Michael Rupert (1951 – )
American actor, singer, director and composer.

Cole Tucker (1953 – )
Actor in gay pornography, who started making appearances in gay pornography in 1996 at the late age of 43

Augusten Burroughs (1965 –)
American writer known for his New York Times bestselling memoir Running with Scissors (2002).He is openly gay, and has spoken freely of his life with (former) partner Dennis Pilsits, and of his support for gay marriage.


Superstar DJ Keoki ( 1966 –  ) El Salvador / US 
DJ, born as Keoki Franconi.

Matthew Williamson (1971 – )
English fashion designer. His collections often have an Indian influence, perhaps related to the time Williamson spent working in India for the clothing store Monsoon. He counts celebrities such as Björk, Cat Deeley, Will Buckhurst, Sienna Miller, Kelis, Jade Jagger and Plum Sykes amongst his friends.


Kye Allums( 1989 - ) US, Athlete
The first openly transgender athlete to play NCAA Division I college basketball. Allums was a star shooting guard on the George Washington University (GWU) women’s basketball team.


Died this day

Charles Demuth 1883– 1935 )  US 
An American watercolorist who turned to oils late in his career, developing a style of painting known as Precisionism. He was also noted for some frankly homoerotic watercolours, which he circulated privately.

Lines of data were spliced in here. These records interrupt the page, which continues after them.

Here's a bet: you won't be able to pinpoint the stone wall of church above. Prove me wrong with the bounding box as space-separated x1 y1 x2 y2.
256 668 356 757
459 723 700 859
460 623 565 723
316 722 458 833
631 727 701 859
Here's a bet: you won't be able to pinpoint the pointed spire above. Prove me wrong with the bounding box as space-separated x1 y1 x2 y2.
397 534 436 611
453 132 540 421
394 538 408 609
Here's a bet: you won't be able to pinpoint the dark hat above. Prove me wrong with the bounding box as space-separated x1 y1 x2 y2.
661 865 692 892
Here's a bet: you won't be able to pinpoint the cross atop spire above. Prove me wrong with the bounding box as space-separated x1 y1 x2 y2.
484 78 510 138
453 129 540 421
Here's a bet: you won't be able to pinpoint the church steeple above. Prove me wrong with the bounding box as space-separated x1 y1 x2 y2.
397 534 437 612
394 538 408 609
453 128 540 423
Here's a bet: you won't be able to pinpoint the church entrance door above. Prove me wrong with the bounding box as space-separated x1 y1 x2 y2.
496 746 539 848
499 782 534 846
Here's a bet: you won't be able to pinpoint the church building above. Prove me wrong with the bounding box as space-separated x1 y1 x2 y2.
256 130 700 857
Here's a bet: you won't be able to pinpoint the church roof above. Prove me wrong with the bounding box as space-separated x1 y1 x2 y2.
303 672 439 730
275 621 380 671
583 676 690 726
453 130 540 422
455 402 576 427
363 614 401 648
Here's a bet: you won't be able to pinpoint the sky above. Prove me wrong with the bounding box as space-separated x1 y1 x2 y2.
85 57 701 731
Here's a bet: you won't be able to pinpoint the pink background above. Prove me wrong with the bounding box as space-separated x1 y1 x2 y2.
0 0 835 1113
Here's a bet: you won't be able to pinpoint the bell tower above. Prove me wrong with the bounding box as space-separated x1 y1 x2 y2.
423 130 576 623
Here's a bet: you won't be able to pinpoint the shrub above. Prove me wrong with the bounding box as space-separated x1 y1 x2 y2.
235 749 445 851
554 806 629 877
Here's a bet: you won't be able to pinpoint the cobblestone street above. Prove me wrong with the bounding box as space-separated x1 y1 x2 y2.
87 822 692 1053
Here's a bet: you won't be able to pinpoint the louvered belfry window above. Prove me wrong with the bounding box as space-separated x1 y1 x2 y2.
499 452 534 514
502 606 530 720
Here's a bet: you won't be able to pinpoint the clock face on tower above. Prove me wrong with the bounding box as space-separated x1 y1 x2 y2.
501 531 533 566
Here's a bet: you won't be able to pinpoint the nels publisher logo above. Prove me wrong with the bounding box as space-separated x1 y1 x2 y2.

Christian Dior (1905 - 1957) French
Fashion designer, best known as the founder of one of the world's top fashion houses, also called Christian Dior.

Andrew Kopkind (1935 - 1994)
American journalist. He was renowned for his reporting during the tumultuous years of the late 1960s; he wrote about the anti-Vietnam War protests, American Civil Rights Movement, Student Nonviolent Coordinating Committee, Students for a Democratic Society, the Black Panther Party, the Weathermen, President Johnson's "Great Society" initiatives, and California gubernatorial campaign of Ronald Reagan. 
In the early 1970s he and his long-time companion, John Scagliotti, hosted the "Lavender Hour," the first commercial gay/lesbian radio show


Esquerita (Eskew Reeder Jr) 1935 – 1986  ) US 
Singer / Songwriter / Musician 



Sodomy in history, October 23rd

1697 — Massachusetts' sodomy law refers to sodomy as "contrary to the very light of nature."
1762 — English sailors Martin Billin and James Bryan are acquitted of sodomy even though a witness testifies against them.
1880 — A medical journal publishes an article, "Notes upon Sodomy," which claims that men who engage in sodomy have a different type of penis from those who don’t.
1919 — The New Mexico Supreme Court rules that repeal of a statute in derogation of the common law revives the common-law provision. Since the state recognizes common-law crimes, this means that repeal of the sodomy law will not legalize consensual sodomy.